I already knew that the summer was going to be big from the line ups of the New Year festivals, but I didn’t expect what I saw when I opened the street press this week. I did all I could to suppress the squeals of delight in the shop, and wait until being on a tram to send messages to those that I knew would share my excitement.

So, without any further waffle, here’s what I’m so excited about.

Scissor Sisters – 26 September – Hamer Hall

Stevie and I saw the ‘Scissters’ play at Festering Hall. Well we mostly heard them; being too short to see over the crowds in the pit. And for the first couple of songs, the mixing was awful. We also were nonchalant when the screaming reached its peak, when Kylie came on stage for a duet.

I’m a little worried about how the Scissters show will translate to a sit down venue. God knows the staff haven’t been all smiles about dancing in the aisles at previous shows. Nevertheless, I’ve just selected our seats, so there is no looking back (in anger) now.

Billy Bragg – 20 October – Recital Centre

To me, Billy Bragg is synonymous with Adelaide. I was introduced to his Don’t Try This at Home album in 2001 by the woman whose house I briefly lived in when I first moved over there. I already knew a few of his songs, most notably You Woke Up my Neighbourhood (because it featured Michael Stipe) and Greetings to the New Brunette (Shirley!) but this taster opened my eyes to his genius. Nearing the end of my time in Adelaide, Billy toured and a few colleagues and I saw him at the Thebarton theatre. I remember being on crutches at the time, and a snippet of banter between Billy and the crowd. Let’s hope I remember a bit more this time.

The Beach Boys – 31 August – Rod Laver Arena

Who doesn’t love the Beach Boys? Yes they might be old, and Brian might have his best years behind him, but I still want to go, if only for the trainspotting aspect. Hell I went and saw AC/DC for the same reason, so why not the group that still makes me Smile whenever I hear their harmonies?

Weezer – 16 January – Myer Music Bowl

I once was taken to a play by my Grandmother that may or may not have been M. Butterfly. When Weezer’s El Scorcho song came out that opens with the classic line, “Goddamn you half-Japanese girls” and mentioned Cho Cho San, the song and the play became linked in my head. I have no idea if there is any logic to this link.
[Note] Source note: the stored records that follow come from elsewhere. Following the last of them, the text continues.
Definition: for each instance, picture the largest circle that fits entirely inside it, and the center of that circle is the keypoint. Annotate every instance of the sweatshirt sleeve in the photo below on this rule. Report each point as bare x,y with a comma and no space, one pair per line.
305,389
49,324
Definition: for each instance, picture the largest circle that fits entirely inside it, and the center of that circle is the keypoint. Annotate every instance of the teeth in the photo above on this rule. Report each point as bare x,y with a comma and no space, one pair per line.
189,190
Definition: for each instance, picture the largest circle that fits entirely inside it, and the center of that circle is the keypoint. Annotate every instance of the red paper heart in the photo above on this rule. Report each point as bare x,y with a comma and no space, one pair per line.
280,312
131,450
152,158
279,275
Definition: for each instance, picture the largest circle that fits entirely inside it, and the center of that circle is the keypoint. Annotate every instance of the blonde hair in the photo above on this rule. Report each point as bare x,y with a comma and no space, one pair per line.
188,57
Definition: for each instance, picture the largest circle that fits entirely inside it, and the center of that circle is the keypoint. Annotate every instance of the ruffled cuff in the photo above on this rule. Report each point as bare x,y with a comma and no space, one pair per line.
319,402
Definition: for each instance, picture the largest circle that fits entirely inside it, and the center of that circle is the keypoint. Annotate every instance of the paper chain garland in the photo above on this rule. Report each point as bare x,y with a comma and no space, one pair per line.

I do know however that I still love the Blue Album. Especially the 1.29 – 1.38 section of Only in Dreams.

Harvest Festival – 11 November – Werribee Park

Last year’s inaugural Harvest festival was too good to be true. Portishead, Mercury Rev, Flaming Lips and Hypnotic Brass Ensemble amongst others. And a perfect sunny day.  This year it’s another stellar line up for the bands that I loved in my younger years – Beck, Cake, Dandy Warhols – and bands that I’m digging right now, such as Beirut and Santigold. Let’s hope the sun shines as brightly this year.